A home equity line of credit is another popular form of accessing value in your home, offering between 65% to 80% of the property’s appraised value in some cases. A home equity line of credit is accessible to any homeowner without added age restrictions, but does require proof of a sufficient income and good credit. You’ll also be required to do a stress test to prove you can make payments under higher qualifying interest rates. For senior homeowners who would prefer simpler eligibility criteria, a reverse mortgage might be the best fit.
There are some misconceptions about reverse mortgages, particularly around eating into the equity of your home or the bank taking over your ownership. While more homeowners are beginning to understand reverse mortgages more clearly, it is recommended clients speak with a mortgage professional who can really explain the loan in greater detail.
When you’re ready to commit to a reverse mortgage, there will be an initial assessment to determine the home’s value and how much money you could be entitled to.
You can expect to be evaluated on the appraised value of the property, plus its type and condition, your eligibility criteria and where you live. Contrary to regular mortgage applications, which take a deep-dive into your credit history and income, reverse mortgage assessments are generally less labourious. The financial institution want to make sure you have reasonable credit and at least some form of income to pay the property taxes.
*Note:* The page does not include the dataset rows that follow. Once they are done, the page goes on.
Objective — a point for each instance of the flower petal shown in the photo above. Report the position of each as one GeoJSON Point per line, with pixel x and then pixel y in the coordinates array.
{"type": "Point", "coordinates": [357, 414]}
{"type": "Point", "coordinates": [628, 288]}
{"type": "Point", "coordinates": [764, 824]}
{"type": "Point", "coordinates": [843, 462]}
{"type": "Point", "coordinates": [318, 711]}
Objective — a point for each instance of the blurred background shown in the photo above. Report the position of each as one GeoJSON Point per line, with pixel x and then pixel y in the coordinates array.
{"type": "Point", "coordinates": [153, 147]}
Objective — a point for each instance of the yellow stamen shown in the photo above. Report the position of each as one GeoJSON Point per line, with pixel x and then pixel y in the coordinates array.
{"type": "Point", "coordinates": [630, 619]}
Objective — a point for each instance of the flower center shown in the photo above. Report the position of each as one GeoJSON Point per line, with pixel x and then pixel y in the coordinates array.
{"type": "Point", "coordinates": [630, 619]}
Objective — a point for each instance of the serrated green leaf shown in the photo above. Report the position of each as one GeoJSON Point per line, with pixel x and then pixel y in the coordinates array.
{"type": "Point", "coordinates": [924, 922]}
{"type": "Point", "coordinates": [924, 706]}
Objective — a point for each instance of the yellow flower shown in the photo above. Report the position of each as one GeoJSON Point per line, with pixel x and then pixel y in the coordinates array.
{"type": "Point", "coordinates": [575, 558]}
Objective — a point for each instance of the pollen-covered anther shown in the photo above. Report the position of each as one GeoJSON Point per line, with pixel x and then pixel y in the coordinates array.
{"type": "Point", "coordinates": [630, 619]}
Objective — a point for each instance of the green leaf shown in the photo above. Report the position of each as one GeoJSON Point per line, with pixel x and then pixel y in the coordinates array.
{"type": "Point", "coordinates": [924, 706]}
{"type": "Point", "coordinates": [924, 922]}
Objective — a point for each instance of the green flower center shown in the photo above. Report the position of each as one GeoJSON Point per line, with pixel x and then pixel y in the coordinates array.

The two biggest financial institutions that offer reverse mortgage plans in Canada are HomeEquity Bank and Equitable Bank, though your own banking institution may offer options too. Whichever lender you go with, you should anticipate some setup costs, including legal fees for closing or legal advice, appraisal costs and setup charges.
You’ll still need to pay interest on the reverse mortgage loan, which tends to be higher than regular mortgages. However, you can choose to pay the interest on a monthly or yearly basis, or in full with the principal at any time.
Cash in Hand
If you’re wondering how much you can borrow from a reverse mortgage — it varies. All of the criteria used in your mortgage assessment will determine how much cash you can expect to receive, including which mortgage lender you go with. For instance, a reverse mortgage with HomeEquity Bank’s Canadian Home Income Plan (CHIP) could let you borrow up to 55% of the home’s value, while Equitable Bank might let you take up to 40%.
When it comes to receiving your money, you might have some flexibility. Some homeowners choose to receive monthly payments, while others opt to take out a lump sum.
Whatever you choose to use the money for is up to you. Some people decide to give their money to their children to cover tuition costs or wedding expenses, while others use it in everyday spending.
This Isn’t Working Out
A reverse mortgage isn’t a forever-commitment. If a reverse mortgage isn’t right for you or you need to break the agreement it is possible to get out of it, just with a few conditions.
As with any mortgage contract, there are penalties for breaking a reverse mortgage in the middle of a term. How severe the penalty would be varies widely, depending on how long you’ve participated in the mortgage and the reason why you’re breaking it.
If you sell your home, you’ll be required to repay the amount left on the loan. This also applies when the last borrower dies, in which case, the estate would need to pay off the reverse mortgage.
Reverse mortgages are letting more seniors reap the benefits of equity in their home but, like all mortgage products, it’s crucial to understand what you’re getting before you sign on the dotted line.